Discours hommage sur l’esplanade de Mériadeck que j’ai écrit et prononcé après la mort de Samuel Paty au nom du Conseil départemental. Je n’en changerai pas un mot… et surtout pas celui de laïcité. Ce fut l’un des moments les plus durs de mon engagement dans la vie publique. Je le publie à nouveau en ce jour particulier.

« Jean-Luc Gleyze a souhaité, grâce à votre présence en ce jour d’automne, sous un ciel chargé de tristesse, peuplé des nuages noirs de l’inquiétude, prêt à verser les larmes d’un pays choqué par l’épouvantable assassinat de Samuel Paty,  que le conseil départemental témoigne de son indéfectible attachement aux valeurs fondatrices de notre vivre ensemble et de sa solidarité absolue à l’égard de la grande famille de l’Éducation nationale et de celle de l’un des siens mort pour la France de l’intelligence, du savoir et de la tolérance.

Je tiens, en son nom et au nom de tous mes collègues respectueux des valeurs essentielles de notre démocratie, à vous remercier d’avoir pris quelques minutes pour démontrer que le département, ses élus et ses personnels solidaires, n’accepteront jamais que, sur notre sol, dans notre quotidien, la terreur l’emporte sur les forces de l’esprit.

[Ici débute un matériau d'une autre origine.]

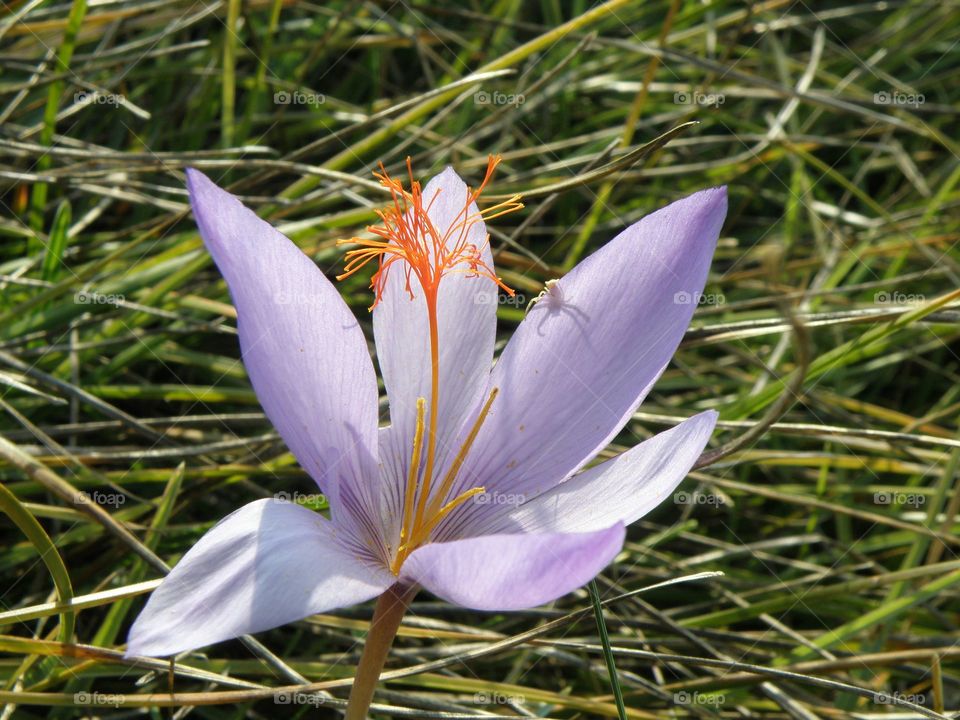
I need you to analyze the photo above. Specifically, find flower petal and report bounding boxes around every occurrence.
[441,188,727,538]
[485,410,717,533]
[401,523,625,610]
[373,167,497,528]
[187,169,379,536]
[126,500,396,657]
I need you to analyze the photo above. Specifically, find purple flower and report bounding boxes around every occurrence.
[127,161,726,656]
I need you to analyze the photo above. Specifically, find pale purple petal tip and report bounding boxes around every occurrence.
[126,500,395,657]
[187,169,379,544]
[448,187,727,534]
[491,410,717,533]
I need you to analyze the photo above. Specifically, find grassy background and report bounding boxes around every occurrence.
[0,0,960,719]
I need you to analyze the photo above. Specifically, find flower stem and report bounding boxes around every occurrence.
[346,583,417,720]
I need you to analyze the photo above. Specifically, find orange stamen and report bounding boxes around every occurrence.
[337,155,523,310]
[337,155,523,575]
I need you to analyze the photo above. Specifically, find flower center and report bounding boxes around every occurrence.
[337,156,523,575]
[337,155,523,310]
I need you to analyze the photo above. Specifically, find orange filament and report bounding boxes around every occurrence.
[390,388,499,575]
[337,155,523,310]
[337,155,523,575]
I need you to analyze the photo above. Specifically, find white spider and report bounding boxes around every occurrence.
[523,278,563,315]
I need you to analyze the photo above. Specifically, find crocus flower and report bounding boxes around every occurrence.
[128,159,726,668]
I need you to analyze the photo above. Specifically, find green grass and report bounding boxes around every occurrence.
[0,0,960,720]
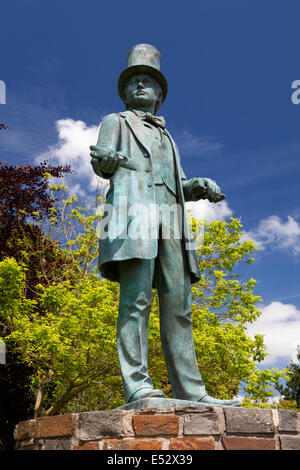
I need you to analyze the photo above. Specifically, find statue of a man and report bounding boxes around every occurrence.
[90,44,240,406]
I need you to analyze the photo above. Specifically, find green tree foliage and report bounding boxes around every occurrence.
[0,185,285,416]
[0,162,70,449]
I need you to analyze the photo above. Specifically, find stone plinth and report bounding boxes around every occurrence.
[15,405,300,451]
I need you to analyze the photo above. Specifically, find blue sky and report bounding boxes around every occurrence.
[0,0,300,374]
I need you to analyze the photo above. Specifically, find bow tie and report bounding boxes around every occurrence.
[138,111,166,129]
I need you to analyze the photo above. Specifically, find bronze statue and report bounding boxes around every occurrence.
[90,44,240,406]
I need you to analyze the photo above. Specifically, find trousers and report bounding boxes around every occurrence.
[117,185,206,402]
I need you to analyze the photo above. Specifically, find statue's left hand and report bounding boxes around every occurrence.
[192,178,225,202]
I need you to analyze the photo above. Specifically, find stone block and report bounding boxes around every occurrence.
[279,435,300,450]
[44,438,72,450]
[72,442,99,450]
[103,438,162,450]
[278,410,298,433]
[14,419,35,441]
[78,410,124,441]
[183,409,220,435]
[169,437,216,450]
[35,415,76,438]
[224,408,274,434]
[132,414,178,436]
[223,436,276,450]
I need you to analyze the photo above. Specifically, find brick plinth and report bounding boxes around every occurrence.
[14,406,300,451]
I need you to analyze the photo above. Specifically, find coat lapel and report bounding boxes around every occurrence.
[122,111,151,155]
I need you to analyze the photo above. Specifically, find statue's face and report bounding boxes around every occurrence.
[124,73,162,108]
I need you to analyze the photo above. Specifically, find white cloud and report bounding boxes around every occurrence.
[243,215,300,254]
[248,302,300,365]
[186,199,233,222]
[36,119,107,196]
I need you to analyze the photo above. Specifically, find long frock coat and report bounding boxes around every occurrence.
[92,111,200,283]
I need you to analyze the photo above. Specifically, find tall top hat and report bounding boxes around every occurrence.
[118,44,168,103]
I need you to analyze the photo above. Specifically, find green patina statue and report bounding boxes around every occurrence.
[90,44,240,406]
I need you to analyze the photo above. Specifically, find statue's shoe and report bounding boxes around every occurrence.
[198,395,241,407]
[128,387,165,403]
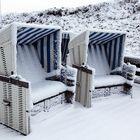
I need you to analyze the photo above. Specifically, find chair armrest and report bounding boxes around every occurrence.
[61,65,77,87]
[122,63,136,85]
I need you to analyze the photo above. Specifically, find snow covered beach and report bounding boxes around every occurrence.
[0,0,140,139]
[2,0,140,57]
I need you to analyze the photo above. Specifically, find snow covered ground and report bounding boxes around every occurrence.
[2,0,140,57]
[0,84,140,140]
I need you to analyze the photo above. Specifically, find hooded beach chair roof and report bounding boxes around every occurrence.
[0,23,61,75]
[69,31,126,75]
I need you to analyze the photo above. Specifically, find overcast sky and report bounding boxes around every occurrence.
[1,0,110,14]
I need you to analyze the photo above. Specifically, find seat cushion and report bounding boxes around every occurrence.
[31,80,67,103]
[93,75,126,87]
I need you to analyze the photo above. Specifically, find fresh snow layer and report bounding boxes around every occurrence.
[2,0,140,57]
[32,80,67,103]
[0,85,140,140]
[93,75,126,87]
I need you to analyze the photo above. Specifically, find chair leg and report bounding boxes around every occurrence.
[65,91,74,104]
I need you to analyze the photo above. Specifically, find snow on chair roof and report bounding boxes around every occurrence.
[0,23,61,75]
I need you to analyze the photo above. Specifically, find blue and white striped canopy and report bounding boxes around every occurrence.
[17,27,61,73]
[17,27,59,44]
[88,32,125,74]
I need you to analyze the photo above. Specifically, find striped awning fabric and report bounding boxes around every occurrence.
[89,32,124,44]
[17,27,61,73]
[88,32,126,70]
[17,27,59,44]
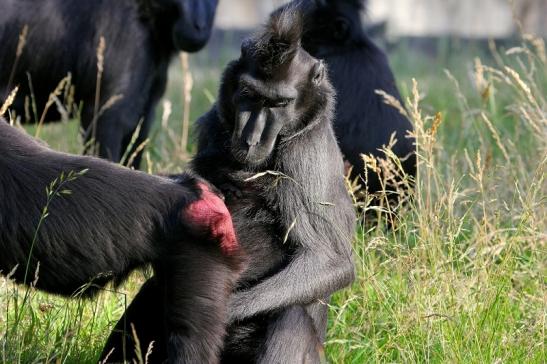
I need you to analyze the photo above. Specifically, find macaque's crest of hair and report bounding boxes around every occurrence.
[250,5,304,74]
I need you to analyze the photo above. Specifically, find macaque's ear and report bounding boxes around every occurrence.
[311,61,326,86]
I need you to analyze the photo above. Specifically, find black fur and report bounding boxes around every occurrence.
[0,0,218,167]
[0,119,238,363]
[274,0,416,198]
[103,9,355,363]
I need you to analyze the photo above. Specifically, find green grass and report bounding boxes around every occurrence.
[0,34,547,363]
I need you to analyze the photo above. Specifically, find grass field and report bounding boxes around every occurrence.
[0,34,547,363]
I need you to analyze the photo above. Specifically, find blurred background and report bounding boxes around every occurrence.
[217,0,547,40]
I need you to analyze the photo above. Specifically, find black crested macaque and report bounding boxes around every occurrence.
[280,0,416,199]
[105,8,355,363]
[0,0,218,168]
[0,119,240,363]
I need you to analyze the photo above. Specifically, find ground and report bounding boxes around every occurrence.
[0,38,547,363]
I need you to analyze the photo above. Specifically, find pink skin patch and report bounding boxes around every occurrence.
[185,183,239,256]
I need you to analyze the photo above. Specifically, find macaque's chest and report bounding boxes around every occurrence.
[226,191,290,284]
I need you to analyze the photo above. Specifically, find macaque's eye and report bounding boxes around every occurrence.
[264,99,292,109]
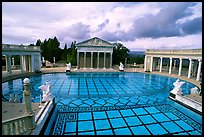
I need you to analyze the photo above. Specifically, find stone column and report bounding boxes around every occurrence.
[159,57,163,72]
[23,78,35,129]
[188,59,192,78]
[169,58,172,74]
[150,56,153,72]
[6,55,12,74]
[28,55,32,72]
[97,52,100,69]
[53,57,55,64]
[173,60,176,70]
[91,52,93,69]
[110,52,113,68]
[12,57,15,67]
[20,55,24,72]
[144,55,147,71]
[84,52,86,68]
[30,55,35,72]
[77,52,79,68]
[178,58,182,76]
[196,59,202,81]
[103,52,106,69]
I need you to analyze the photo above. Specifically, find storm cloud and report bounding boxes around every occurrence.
[2,2,202,50]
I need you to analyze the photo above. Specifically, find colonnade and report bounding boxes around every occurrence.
[144,55,202,81]
[77,51,113,69]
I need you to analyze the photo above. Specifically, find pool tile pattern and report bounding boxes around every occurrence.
[52,104,202,135]
[2,73,202,135]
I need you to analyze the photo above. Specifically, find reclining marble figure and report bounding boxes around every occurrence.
[191,87,199,94]
[38,82,52,102]
[66,63,71,72]
[119,62,124,71]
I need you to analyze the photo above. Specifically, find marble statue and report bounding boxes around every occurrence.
[170,79,185,95]
[9,94,15,103]
[38,82,52,102]
[119,62,124,71]
[14,94,20,103]
[191,87,199,94]
[66,62,71,72]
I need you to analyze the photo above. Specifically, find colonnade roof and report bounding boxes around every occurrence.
[76,37,114,48]
[145,49,202,59]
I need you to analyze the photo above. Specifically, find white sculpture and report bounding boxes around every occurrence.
[170,79,185,95]
[191,87,199,94]
[119,62,124,71]
[74,66,78,71]
[14,94,20,103]
[133,63,136,72]
[9,94,15,103]
[38,82,52,102]
[66,63,71,72]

J’ai donc l’honneur de m’adresser, en son nom, à vous toutes et vous tous, réunis par votre volonté de participer à un moment de partage pour condamner un acte délibéré dicté par la négation de la liberté d’expression, la haine exacerbée, l’intolérance absolue, débouchant, comme toujours, sur une effroyable barbarie.

Je vous convie à construire un moment collectif, simple, précieux car destiné à dénoncer tous les errements meurtriers à l’égard de celles et ceux qui ont la mission, confiée par la Nation, de forger des consciences libres, d’ouvrir les esprits, de former ces citoyennes et ces citoyens fraternels dont nous avons tant besoin.

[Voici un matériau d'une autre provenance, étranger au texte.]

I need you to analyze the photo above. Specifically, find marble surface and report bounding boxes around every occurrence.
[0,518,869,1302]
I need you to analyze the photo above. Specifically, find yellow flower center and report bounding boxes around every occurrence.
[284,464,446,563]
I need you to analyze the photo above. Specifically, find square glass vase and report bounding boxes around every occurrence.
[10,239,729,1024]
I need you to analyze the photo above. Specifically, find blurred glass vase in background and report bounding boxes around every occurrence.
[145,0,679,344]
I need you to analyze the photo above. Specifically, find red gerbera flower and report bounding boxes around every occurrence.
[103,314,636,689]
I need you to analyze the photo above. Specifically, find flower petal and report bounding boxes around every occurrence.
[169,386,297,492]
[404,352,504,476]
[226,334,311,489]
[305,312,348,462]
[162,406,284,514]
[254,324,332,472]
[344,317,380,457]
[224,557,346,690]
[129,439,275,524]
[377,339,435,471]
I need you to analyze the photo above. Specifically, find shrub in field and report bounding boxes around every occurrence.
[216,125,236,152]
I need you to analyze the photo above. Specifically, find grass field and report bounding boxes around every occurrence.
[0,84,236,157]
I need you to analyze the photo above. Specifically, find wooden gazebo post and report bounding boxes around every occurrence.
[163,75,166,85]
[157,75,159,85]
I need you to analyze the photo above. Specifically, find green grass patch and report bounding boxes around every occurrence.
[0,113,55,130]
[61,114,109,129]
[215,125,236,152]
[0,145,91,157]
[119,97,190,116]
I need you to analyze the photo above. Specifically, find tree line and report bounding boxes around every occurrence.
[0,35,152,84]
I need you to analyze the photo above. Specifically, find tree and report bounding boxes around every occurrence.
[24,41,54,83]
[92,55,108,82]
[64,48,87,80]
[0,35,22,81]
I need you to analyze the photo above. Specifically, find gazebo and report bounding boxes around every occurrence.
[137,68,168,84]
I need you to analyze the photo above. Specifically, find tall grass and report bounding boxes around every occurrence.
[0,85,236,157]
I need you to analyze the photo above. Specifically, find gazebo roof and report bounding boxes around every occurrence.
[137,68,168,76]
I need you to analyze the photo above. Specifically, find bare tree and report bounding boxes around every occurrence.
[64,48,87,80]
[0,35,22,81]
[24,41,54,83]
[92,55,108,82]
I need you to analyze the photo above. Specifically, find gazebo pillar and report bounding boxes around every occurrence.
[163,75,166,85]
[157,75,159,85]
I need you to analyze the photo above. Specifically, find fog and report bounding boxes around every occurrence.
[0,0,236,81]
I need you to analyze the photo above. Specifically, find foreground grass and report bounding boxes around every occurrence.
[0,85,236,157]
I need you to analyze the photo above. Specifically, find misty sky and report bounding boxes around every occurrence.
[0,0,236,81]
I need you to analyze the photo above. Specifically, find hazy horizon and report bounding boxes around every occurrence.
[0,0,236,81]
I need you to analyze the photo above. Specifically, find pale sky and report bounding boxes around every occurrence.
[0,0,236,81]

Après un enchaînement de procédés détestables, un professeur d’Histoire justement chargé de puiser dans le passé des raisons de croire en l’avenir en éclairant les faits du présent, a été décapité comme si le danger se trouvait dans ses pensées, ses idées, ses convictions.

Il n’y a rien de plus cruel au pays des Droits de l’Homme et des citoyennes et citoyens, que de mourir pour avoir respecté sa vocation, ses idées, son engagement au service de la jeunesse.

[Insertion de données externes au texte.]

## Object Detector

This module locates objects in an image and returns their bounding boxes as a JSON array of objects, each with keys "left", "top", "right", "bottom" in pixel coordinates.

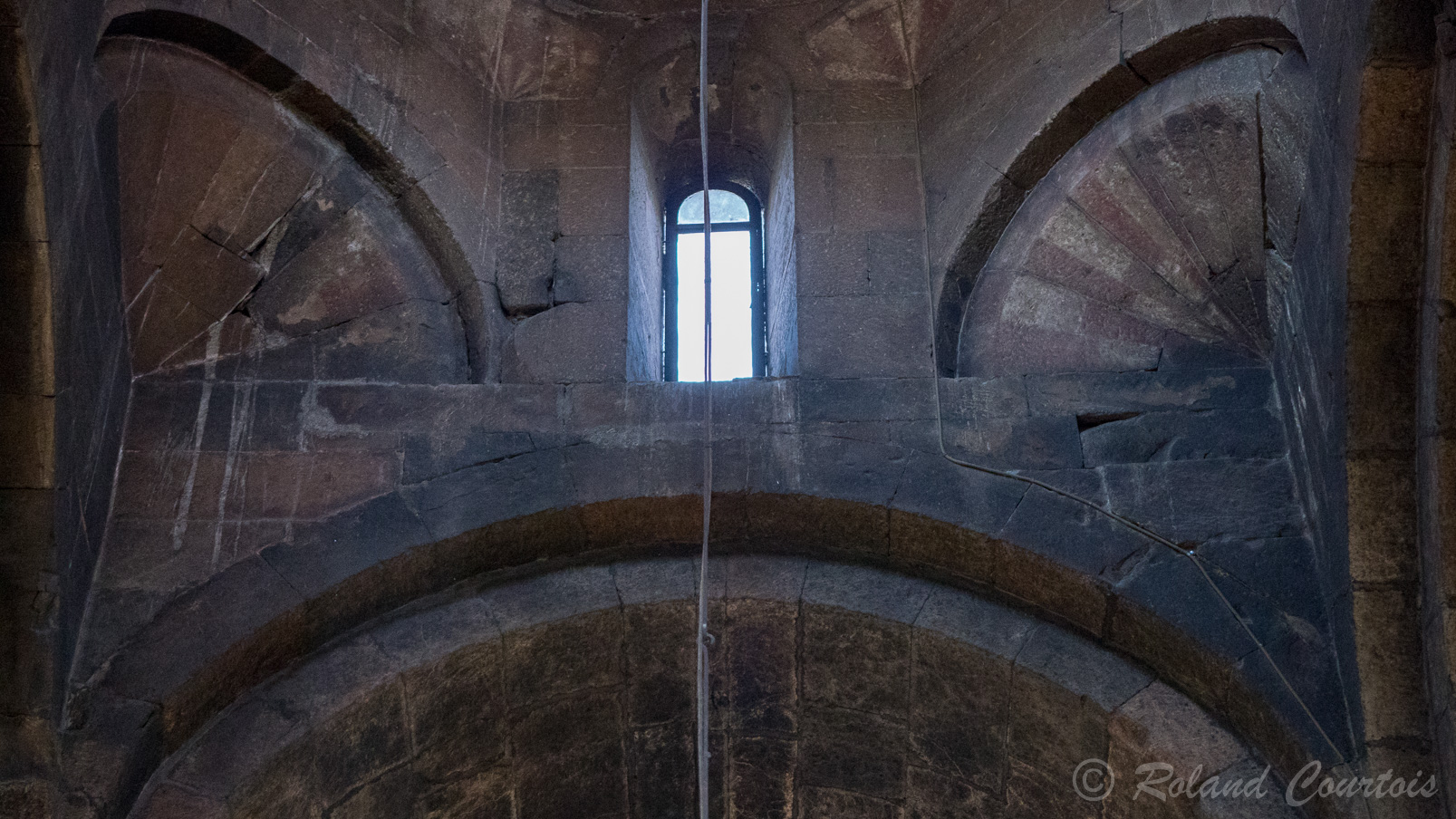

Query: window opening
[{"left": 662, "top": 182, "right": 768, "bottom": 381}]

Il n’y a rien de plus terrible, dans ce monde réputé civilisé, que de mourir pour avoir simplement cru dans la nécessité de rappeler l’indispensable liberté expression expliquée, commentée, comparée.

Il n’y a rien de pire à notre époque que de mourir pour ses idées, ses principes, ses valeurs, pour une volonté louable de préserver notre République, pour essayer de construire un monde meilleur par l’éducation.

Il n’y a rien de plus affolant que de mourir pour avoir expliqué à des jeunes, ce que pensait Martin Luther-King en constatant que « L’obscurité ne peut pas chasser l’obscurité ; seule la lumière le peut. »

Samuel Paty deviendra le symbole de notre incapacité collective à préserver les résistantes et résistants de l’intelligence, les combattantes et combattants du quotidien en faveur de l’intérêt général, les porteuses et porteurs de l’espoir d’un monde meilleur.

Vous appartenez, chacune et chacun d’entre vous, dans votre rôle, dans vos fonctions à ces personnes qui luttent à chaque instant par votre action pour que l’exclusion, la haine, la misère matérielle et culturelle ne constituent pas le terreau où pousse le chiendent des extrémismes irrationnels et mortifères.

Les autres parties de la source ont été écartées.